2.33 Promises and Imperatives
Keywords: motive, imperatives, motives, deontic, acts, promise, promising, actions, act, action, performed, perform, acting, promises, imperative
Number of Articles: 307
Percentage of Total: 1%
Weighted Number of Articles: 412.6
Percentage of Total: 1.3%
Mean Publication Year: 1967.1
Weighted Mean Publication Year: 1968.9
Median Publication Year: 1967
Modal Publication Year: 1966
Topic with Most Overlap: Ordinary Language (0.0706)

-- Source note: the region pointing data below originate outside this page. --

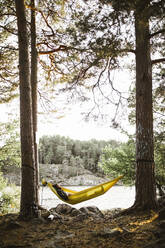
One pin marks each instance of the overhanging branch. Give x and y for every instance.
(156, 61)
(158, 32)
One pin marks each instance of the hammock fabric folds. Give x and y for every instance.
(75, 197)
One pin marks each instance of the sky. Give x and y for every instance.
(72, 124)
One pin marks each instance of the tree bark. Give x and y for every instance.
(34, 58)
(145, 182)
(28, 196)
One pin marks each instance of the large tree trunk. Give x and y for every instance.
(28, 196)
(34, 58)
(145, 182)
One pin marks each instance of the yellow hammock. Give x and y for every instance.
(75, 197)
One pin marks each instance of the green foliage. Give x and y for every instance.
(119, 161)
(9, 156)
(62, 150)
(9, 197)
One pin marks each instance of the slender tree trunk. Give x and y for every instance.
(34, 57)
(145, 182)
(28, 196)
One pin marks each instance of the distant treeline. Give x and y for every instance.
(63, 150)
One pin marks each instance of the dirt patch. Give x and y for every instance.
(143, 230)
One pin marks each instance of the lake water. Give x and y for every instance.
(116, 197)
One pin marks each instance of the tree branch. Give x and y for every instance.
(158, 32)
(156, 61)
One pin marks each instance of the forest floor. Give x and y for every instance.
(142, 230)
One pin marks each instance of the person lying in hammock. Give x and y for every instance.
(60, 192)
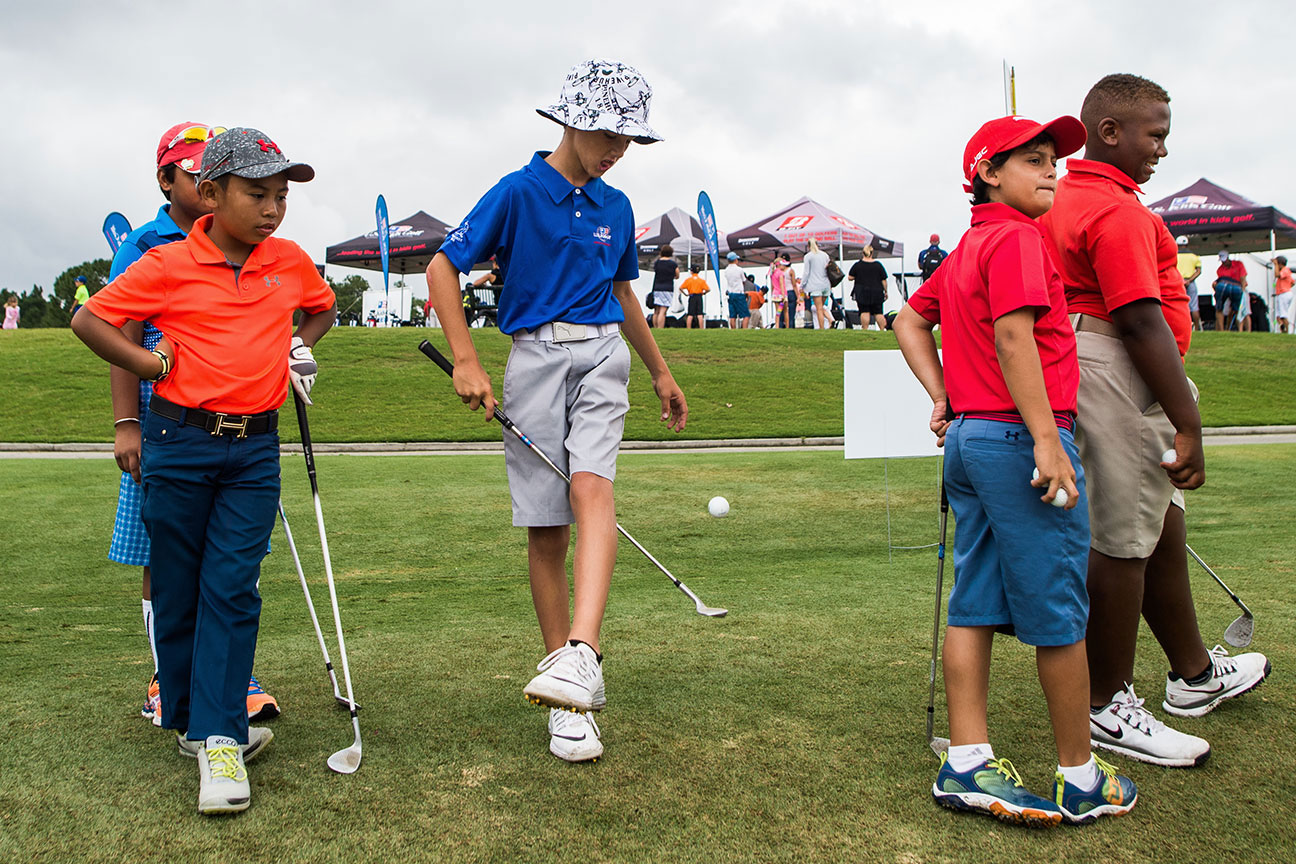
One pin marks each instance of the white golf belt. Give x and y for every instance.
(565, 332)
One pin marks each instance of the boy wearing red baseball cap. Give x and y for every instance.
(1008, 380)
(224, 297)
(178, 161)
(1129, 308)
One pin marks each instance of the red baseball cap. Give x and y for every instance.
(183, 145)
(1007, 132)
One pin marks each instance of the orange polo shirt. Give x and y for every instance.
(231, 334)
(1111, 250)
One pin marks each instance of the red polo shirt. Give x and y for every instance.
(998, 267)
(231, 333)
(1112, 250)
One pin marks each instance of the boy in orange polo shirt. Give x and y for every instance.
(224, 299)
(1130, 312)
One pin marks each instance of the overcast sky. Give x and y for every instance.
(865, 106)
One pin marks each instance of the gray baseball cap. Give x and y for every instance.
(249, 153)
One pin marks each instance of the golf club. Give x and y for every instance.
(347, 759)
(1240, 630)
(449, 368)
(310, 604)
(938, 745)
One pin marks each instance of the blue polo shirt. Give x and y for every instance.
(158, 232)
(559, 246)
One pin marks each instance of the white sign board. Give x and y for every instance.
(887, 409)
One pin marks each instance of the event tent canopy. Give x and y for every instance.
(1213, 218)
(412, 242)
(678, 228)
(789, 231)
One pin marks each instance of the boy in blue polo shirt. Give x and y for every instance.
(564, 242)
(178, 162)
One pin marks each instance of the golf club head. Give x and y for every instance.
(346, 762)
(1239, 631)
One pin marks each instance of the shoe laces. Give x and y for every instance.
(1005, 767)
(223, 762)
(1221, 663)
(1130, 709)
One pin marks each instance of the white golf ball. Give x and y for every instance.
(1060, 498)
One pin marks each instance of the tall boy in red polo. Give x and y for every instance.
(1008, 375)
(224, 299)
(1130, 312)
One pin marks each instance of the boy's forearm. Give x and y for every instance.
(112, 345)
(1019, 359)
(314, 325)
(443, 293)
(1155, 355)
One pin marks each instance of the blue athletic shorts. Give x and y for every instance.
(1018, 560)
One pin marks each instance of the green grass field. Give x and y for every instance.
(375, 386)
(789, 731)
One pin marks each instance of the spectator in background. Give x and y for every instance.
(696, 288)
(931, 258)
(870, 289)
(1282, 293)
(817, 281)
(1190, 267)
(665, 271)
(1230, 290)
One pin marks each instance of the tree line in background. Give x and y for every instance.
(36, 308)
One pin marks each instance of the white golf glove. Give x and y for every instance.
(302, 369)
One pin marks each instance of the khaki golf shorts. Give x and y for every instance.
(1121, 433)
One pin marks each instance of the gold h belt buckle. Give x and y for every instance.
(224, 424)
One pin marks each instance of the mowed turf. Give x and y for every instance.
(789, 731)
(375, 386)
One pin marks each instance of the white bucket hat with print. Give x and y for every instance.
(607, 96)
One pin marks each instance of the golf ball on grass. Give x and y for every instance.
(1060, 498)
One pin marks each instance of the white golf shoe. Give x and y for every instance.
(223, 785)
(570, 678)
(1230, 676)
(574, 737)
(1125, 727)
(257, 740)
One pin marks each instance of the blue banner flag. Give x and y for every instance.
(115, 227)
(706, 216)
(384, 237)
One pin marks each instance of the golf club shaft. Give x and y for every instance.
(1207, 568)
(449, 368)
(303, 424)
(310, 602)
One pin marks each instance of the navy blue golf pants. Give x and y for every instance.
(209, 507)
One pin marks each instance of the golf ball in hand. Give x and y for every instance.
(1060, 498)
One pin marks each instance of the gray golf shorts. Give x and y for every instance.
(569, 398)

Topic this Overlaps Most With: Intention (0.0516)
Topic with Least Overlap: Races and DNA (0.00037)
Topic this Overlaps Least With: Vagueness (0.00045)
This, like a few other ethics topics, is a little strange. There is enough unity in ethics that the model had a slightly hard time finding natural joints to carve at.
Looking at the graph over time, this looks like a very temporally specific graph. That peak in the early-to-mid-1960s followed by a dramatic fall looks like a topic that simply burned out. But look more closely, and one see that it doesn’t fall nearly to zero. And several of the characteristic articles are from recent years.
What’s happened here, I think, is that the model has stumbled on to a somewhat disjunctive topic. This topic makes more sense if thought of as one part deontic logic, and one part promises. The deontic logic part has a really sharp peak; there isn’t much work on that either before or after that peak around 1966 and 1967. This is just about the last topic to become fashionable before the boom in the late-1960s where lots of things became fashionable and stayed so more or less ever since. But the promises part is not nearly as uneven, and most of the recent work is on promises. I suspect that in the long run that work will end up being more relevant to the citations than the deontic logic work, but it’s hard for new articles to have huge citation counts.
Did it make sense for the model to throw together deontic logic and promises? Not really; it had to make some arbitrary choices and it made this one. We’re about to get a run of topics where the model seems to have settled for disjunctive topics. In this one at least it picked two disjuncts from the same subdiscipline. We won’t always be so lucky.